Actors best part, script worst part of ‘Shirley’

SHIRLEY. Regina King as Shirley Chisholm in Shirley. Cr. Glen Wilson/Netflix © 2023.
SHIRLEY. Regina King as Shirley Chisholm in Shirley. Cr. Glen Wilson/Netflix © 2023.

Two hours: Is it enough for even a part of any person's real life, dramatized?

The bio-pic form practically demands failure, or at least a series of narrative compromises made under pressure from so many factions: the real-life subject, or keepers of the now-deceased subject's estate, nervous about an unsympathetic truth or two; the streamer or studio backing the project; and the filmmakers themselves, trying to do right by the person featured in the title, while finding a shape -- and the ideal performer -- to make the thing work.

"Shirley," now on Netflix, constitutes the latest frustrating, two-hour example of all that pressure. You don't, however, detect any of it in the carefully detailed performance of Regina King as Shirley Chisholm, the first Black female member of the U.S. Congress, who campaigned for the Democratic presidential nomination in 1972.

Watching King in scenes with the late, great Lance Reddick (as Chisholm adviser Wesley "Mac" Holder), or Terrence Howard (Arthur Hardwick, her second husband; they met as New York state legislators in 1966), or André Holland (as Chisholm's rival presidential hopeful Walter Fauntroy), you can relish the skill sets of these performers -- their sleight-of-hand ease with even the horsiest loads of exposition. This, too, can scarcely be avoided in any bio-pic: those moments when two characters are meant to be talking like they know each other well, and are well-acquainted with the background or context of whatever they're discussing. Problem is, the audience isn't. So the dialogue starts sounding like they're speaking directly to the viewer, in bullet points.

"Shirley" struggles with many such moments. Writer-director John Ridley, who also produced, focuses the two hours he has on a few months in '72, when Chisholm took on the political challenge of her life, seeking 1,500 delegates amid a pale male sea of skepticism. Nixon was set to go for a second Republican term pre-Watergate; in those days, scandalous and/or illegal presidential activity was enough for a vast majority of the party in power to ditch the man in charge. McGovern, the way-out ahead Democratic front-runner, felt inevitable though he got creamed by Nixon in the end.

Did Chisholm and her better-known, better-funded competitors, from Humphrey to Muskie to Lindsay, have a chance? No, and yes. Campaigns turn on a series of dimes, and coin tosses with fate. In America, we're besotted with underdog stories because they typically involve long-shots who end up winning. "Shirley" can't work that way, although Chisholm proved a seriously inspirational political figure.
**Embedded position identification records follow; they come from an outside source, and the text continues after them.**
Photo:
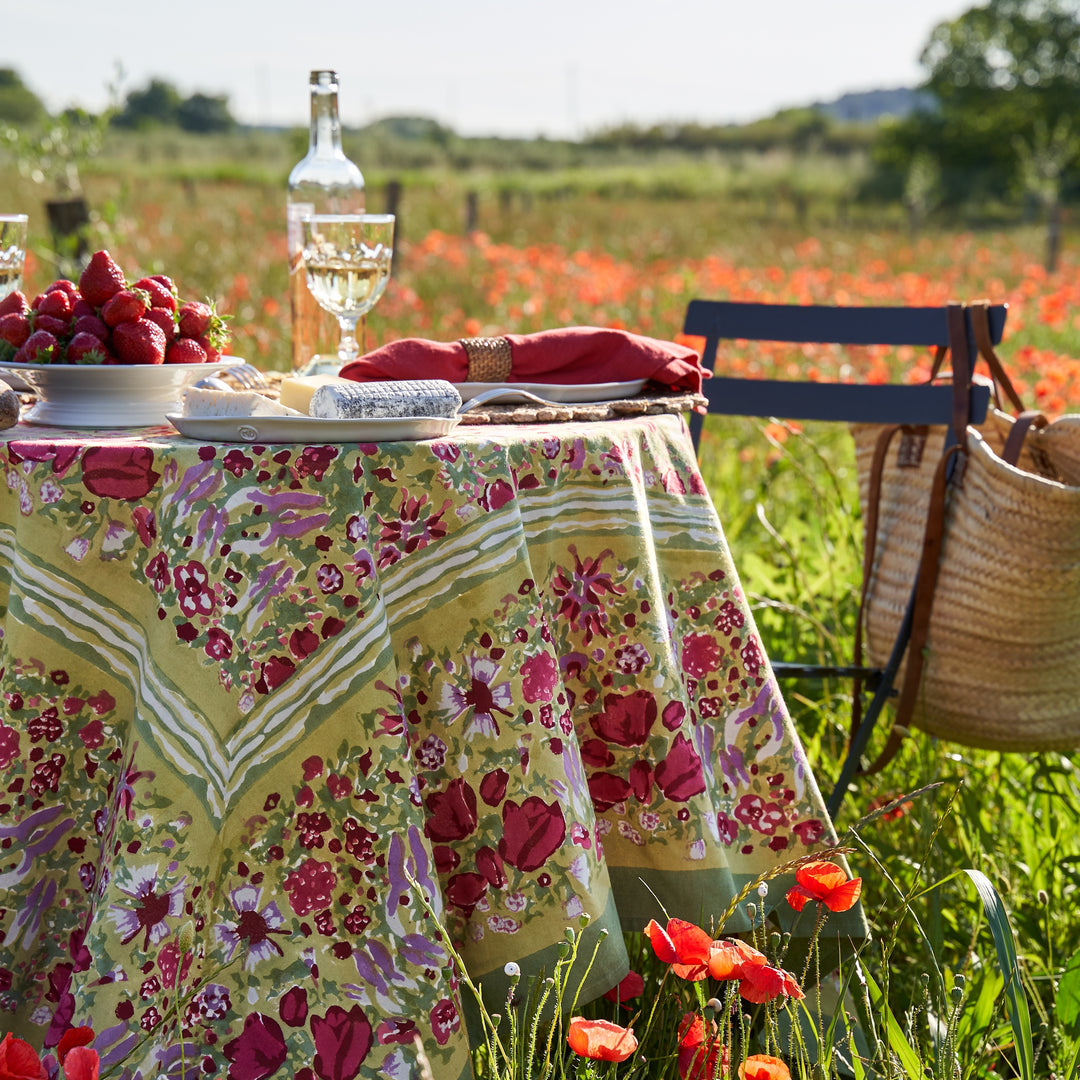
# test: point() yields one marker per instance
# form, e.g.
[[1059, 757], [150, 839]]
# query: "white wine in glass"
[[347, 260]]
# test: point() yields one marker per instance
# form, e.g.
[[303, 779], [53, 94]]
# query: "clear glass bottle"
[[325, 181]]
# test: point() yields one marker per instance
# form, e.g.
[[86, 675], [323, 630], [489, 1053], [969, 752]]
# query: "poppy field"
[[932, 993]]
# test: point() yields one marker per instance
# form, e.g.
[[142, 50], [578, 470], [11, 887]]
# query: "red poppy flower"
[[18, 1061], [701, 1054], [601, 1039], [81, 1063], [729, 959], [764, 1067], [763, 983], [824, 882], [683, 945]]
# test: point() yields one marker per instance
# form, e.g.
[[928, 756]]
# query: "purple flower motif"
[[328, 578], [196, 596], [732, 765], [150, 906], [253, 927], [483, 697], [213, 1001], [431, 753]]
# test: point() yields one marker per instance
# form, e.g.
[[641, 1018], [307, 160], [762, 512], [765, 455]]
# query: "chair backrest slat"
[[921, 327], [839, 401]]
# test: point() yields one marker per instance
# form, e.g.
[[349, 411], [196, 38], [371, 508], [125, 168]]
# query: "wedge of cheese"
[[296, 391], [200, 402]]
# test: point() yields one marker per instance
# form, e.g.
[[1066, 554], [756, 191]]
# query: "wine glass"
[[12, 252], [347, 262]]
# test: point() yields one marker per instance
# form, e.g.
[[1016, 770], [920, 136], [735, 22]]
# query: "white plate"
[[567, 392], [115, 395], [310, 429]]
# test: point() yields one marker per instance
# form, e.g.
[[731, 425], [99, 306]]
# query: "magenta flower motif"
[[483, 697], [9, 745], [763, 817], [194, 594], [444, 1021], [581, 592], [150, 907], [626, 718], [258, 1051], [539, 677], [157, 572], [218, 644], [328, 578], [252, 928], [701, 655], [311, 887], [342, 1041], [414, 529], [631, 659]]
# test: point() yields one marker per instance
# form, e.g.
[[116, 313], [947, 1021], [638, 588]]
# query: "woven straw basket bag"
[[998, 664]]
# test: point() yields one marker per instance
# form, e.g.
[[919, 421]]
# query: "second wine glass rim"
[[372, 218]]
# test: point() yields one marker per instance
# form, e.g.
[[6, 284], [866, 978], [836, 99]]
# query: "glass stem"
[[347, 347]]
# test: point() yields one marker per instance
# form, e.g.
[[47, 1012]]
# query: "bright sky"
[[504, 67]]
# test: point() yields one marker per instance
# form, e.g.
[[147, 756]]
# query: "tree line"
[[998, 118]]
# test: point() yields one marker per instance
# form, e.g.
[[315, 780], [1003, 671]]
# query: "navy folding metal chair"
[[893, 403]]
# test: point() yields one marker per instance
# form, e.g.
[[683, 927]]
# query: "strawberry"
[[138, 342], [202, 321], [14, 302], [194, 319], [58, 327], [165, 320], [14, 328], [91, 324], [69, 288], [186, 351], [160, 296], [126, 306], [102, 279], [85, 349], [210, 347], [55, 302], [39, 348]]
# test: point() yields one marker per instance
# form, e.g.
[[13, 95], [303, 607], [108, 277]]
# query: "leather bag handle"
[[981, 328]]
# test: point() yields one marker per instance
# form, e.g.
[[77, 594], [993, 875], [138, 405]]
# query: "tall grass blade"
[[1067, 1000], [1020, 1018], [898, 1044]]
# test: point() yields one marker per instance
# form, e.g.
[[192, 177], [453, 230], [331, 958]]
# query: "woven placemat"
[[644, 404]]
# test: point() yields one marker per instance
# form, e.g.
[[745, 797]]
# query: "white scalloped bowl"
[[118, 395]]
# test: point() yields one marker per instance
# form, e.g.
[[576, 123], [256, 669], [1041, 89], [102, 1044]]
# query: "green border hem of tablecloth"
[[591, 976]]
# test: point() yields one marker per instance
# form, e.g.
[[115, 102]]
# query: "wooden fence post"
[[393, 206]]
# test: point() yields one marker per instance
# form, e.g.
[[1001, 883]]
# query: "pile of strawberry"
[[103, 320]]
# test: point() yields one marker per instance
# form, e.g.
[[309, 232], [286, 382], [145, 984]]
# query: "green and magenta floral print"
[[251, 690]]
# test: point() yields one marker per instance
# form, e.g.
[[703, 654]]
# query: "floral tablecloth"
[[245, 688]]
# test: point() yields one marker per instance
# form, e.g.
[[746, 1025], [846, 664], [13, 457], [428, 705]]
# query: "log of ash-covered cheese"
[[368, 401]]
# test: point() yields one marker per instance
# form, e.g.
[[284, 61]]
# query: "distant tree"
[[202, 113], [158, 103], [18, 104], [995, 73]]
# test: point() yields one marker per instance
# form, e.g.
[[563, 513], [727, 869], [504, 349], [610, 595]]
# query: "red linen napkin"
[[570, 354]]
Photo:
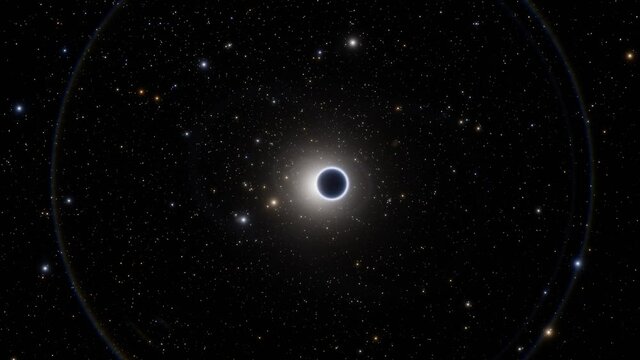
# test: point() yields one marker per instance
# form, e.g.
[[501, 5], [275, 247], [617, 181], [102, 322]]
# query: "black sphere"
[[332, 183]]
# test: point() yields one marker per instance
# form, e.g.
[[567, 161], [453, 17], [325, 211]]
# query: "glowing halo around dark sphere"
[[178, 121], [332, 183]]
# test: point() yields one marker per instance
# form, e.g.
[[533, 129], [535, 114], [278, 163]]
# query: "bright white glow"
[[346, 188]]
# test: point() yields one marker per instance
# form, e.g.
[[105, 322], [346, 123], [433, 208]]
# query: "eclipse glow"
[[332, 183]]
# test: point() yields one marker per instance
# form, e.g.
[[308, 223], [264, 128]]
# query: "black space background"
[[40, 317]]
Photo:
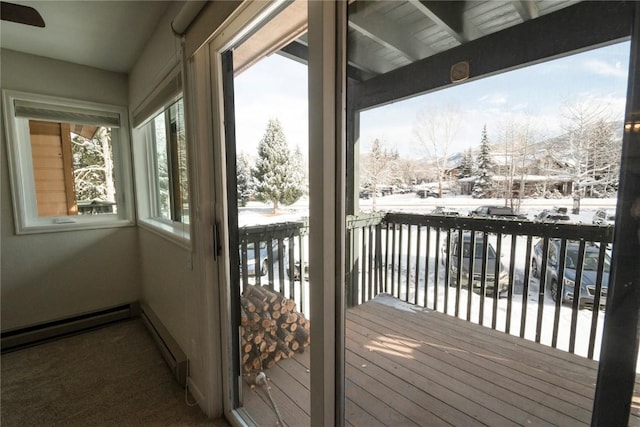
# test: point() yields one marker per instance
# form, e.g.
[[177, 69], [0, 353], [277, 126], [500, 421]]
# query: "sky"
[[276, 87]]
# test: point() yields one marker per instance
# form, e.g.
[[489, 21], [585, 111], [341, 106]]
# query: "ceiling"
[[109, 35]]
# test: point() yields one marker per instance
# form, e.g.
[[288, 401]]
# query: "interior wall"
[[50, 276], [170, 282]]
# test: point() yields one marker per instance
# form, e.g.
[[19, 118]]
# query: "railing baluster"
[[386, 258], [417, 281], [291, 247], [562, 257], [512, 270], [400, 261], [393, 259], [596, 300], [483, 276], [245, 272], [576, 297], [408, 281], [427, 263], [497, 270], [525, 289], [472, 258], [363, 268], [369, 271], [281, 283], [459, 271], [541, 286], [446, 267]]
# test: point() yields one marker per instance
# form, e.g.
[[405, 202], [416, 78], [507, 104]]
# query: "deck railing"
[[417, 258]]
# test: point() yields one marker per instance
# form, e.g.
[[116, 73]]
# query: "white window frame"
[[144, 162], [20, 162]]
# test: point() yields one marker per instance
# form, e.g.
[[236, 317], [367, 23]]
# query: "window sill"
[[174, 232], [63, 224]]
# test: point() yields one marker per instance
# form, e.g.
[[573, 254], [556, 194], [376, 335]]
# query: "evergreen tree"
[[378, 167], [277, 175], [466, 167], [244, 180], [93, 166], [483, 186]]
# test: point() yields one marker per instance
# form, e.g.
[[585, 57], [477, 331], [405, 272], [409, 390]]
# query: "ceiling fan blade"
[[20, 14]]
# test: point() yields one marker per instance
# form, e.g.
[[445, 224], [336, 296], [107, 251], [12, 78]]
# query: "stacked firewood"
[[270, 327]]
She had her eye on the future, whether she would run the country or not.

I wish the movie dramatized those harried campaign months more persuasively, without quite so many speech-y bits even when no one's making any speeches. Five minutes into "Shirley" in a scene from Chisholm's first congressional year, there's a confrontation with a bigoted white Southern pol, fussed about this interloping Black woman from Brooklyn earning the same salary he does. Does the scene work? Only as crude shorthand. It feels more like a bio-pic straining for hit-and-run impact, rather than a telling fragment in a real-life story.

The actors do all they can, all the time. Lucas Hedges portrays young, green law student Robert Gottlieb, who at 21 became Chisholm's national student organizer; Christina Jackson, astutely delineating campaign worker and future U.S. Rep. Barbara Lee's conflicted feelings about politics, adds welcome doses of subtlety. Along with Reddick and company, these two buoy a script gradually taking on more and more water.

King's in charge, of course. Her real-life sister Reina King plays Chisholm's sister Muriel, resentful of Shirley's favored-daughter status. In their scenes, and in every scene elsewhere, the top-billed Oscar winner (Regina King won for her work in "If Beale Street Could Talk") works wonders in selling what's overstated in an understated, humanizing way. Chisholm came from Guyanese and Bajan (Barbadian) descent, and while King forgoes some vocal particulars (the sibilant "s," mainly) she evokes Chisholm's public persona and refreshing candor extremely well.

Writer-director Ridley, who won his own Oscar for adapting "12 Years a Slave," has done solid work and at least one directorial documentary project, the 1992 Los Angeles uprising documentary ("Let It Fall"), that is very close to great. With "Shirley" we're close to almost-not-quite territory, and visually, Ridley sticks with conventional shot sequences of characters in frame, alone, either speaking or reacting. This makes fluidity and interpersonal flow pretty difficult. The political particulars of Chisholm's presidential bid, and the question of why so many other candidate's delegates got funneled into McGovern's losing campaign, never risk much complication. Time is too short.

At one point King, as Chisholm, resists the advisers' pleas to simplify her "messaging" by saying: "I am not leaving out the nuance!" In "Shirley," the top-shelf actors aren't -- even if their material does.